Currently, these states require licenses for those working in the HVAC industry. Some pertain to contractors only, so pay attention to the terminology on each state’s website, and don’t hesitate to ask the licensing department if you have any doubts.

There may be city ordinances governing licenses for HVAC technicians as well. Always consult your local and state business council for full licensing details before assuming you can legally start earning money as an HVAC technician. You may need to show documents regarding your experience and education in the field.

These states require HVAC licenses:

  • Alabama
  • Alaska
  • Arizona
  • Arkansas
  • California
  • Connecticut
  • Delaware
  • Distract of Columbia
  • Florida
  • Georgia
  • Hawaii
  • Idaho
  • Iowa
  • Kentucky
  • Louisiana
  • Maryland
  • Massachusetts
  • Michigan
  • Mississippi
  • Nevada
  • New Jersey
  • New Mexico
  • North Carolina
  • North Dakota
  • Ohio
  • Oklahoma
  • Oregon
  • Rhode Island
  • South Carolina
  • Tennessee
  • Texas
  • Utah
  • Virginia
  • Washington
  • West Virginia

Which states do NOT require HVAC licenses?

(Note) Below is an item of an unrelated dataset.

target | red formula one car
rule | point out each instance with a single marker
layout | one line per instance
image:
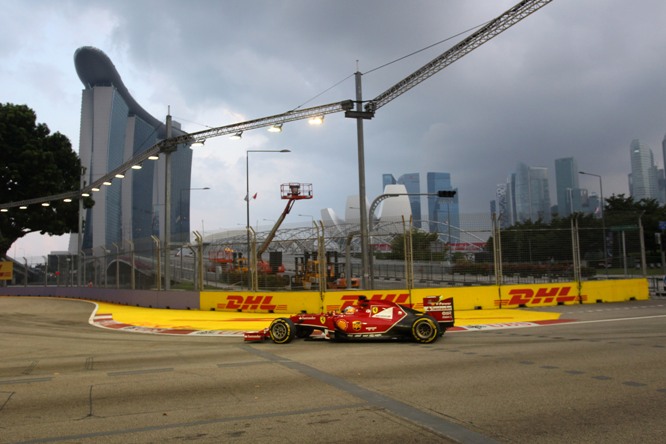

These states do not require any kind of HVAC license in order for you to operate as a technician or contractor (however, regulations may still exist, such as insurance requirements):

  • Colorado
  • Illinois
  • Indiana
  • Kansas
  • Maine
  • Minnesota
  • Missouri
  • Montana
  • Nebraska
  • New Hampshire
  • New York
  • Pennsylvania
  • South Dakota
  • Vermont
  • Wisconsin
  • Wyoming

Types of HVAC Certifications

HVAC certifications can help propel your career forward. They test your knowledge and education, which then helps you prove to both your employer and your customers that you’re worth promoting or hiring in the first place.

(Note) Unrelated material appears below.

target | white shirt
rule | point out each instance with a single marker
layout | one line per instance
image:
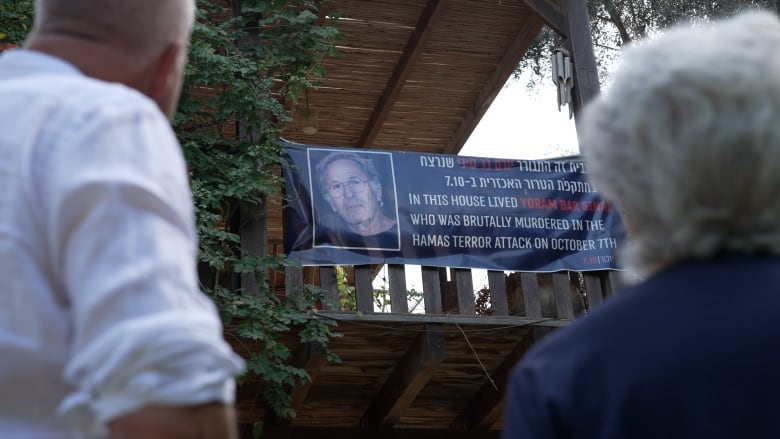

Some trade schools offer their own certification programs, but it’s also common for HVAC technicians to get certifications from national organizations. The most popular ones include:

You’ll need to show documented experience and/or education before taking the certification exams, as well as pay a fee.

EPA Section 608 Certification

The previous certifications represent things that are “nice to have,” but the EPA Section 608 certification is a hard and fast requirement for all technicians working with refrigerants. The EPA administers this certification due to the ozone-depleting nature of refrigerants, which must be properly handled and disposed of.

Even if you don’t work with refrigerants currently, consider getting certified. After all, there’s no reason to limit yourself in terms of the work you can take on.

How do I get an HVAC certification?

First, find an HVAC certification that you qualify for and can afford. Compare the different offerings and decide what makes sense for you. For example, some entry-level certifications can be earned online, but others require you to sit down in a classroom with a proctor, so keep in mind the convenience of the testing method involved.

All HVAC certification programs have study materials that you can (and absolutely should!) purchase to help you prep before the exam. Factor in the cost of these materials if you’re on a budget.

If you live near a trade school, that may be a fantastic option. Self-study represents a challenge for some people, and a more formal educational environment can help you prepare for a certification. Trade schools may even offer their own certification upon course completion.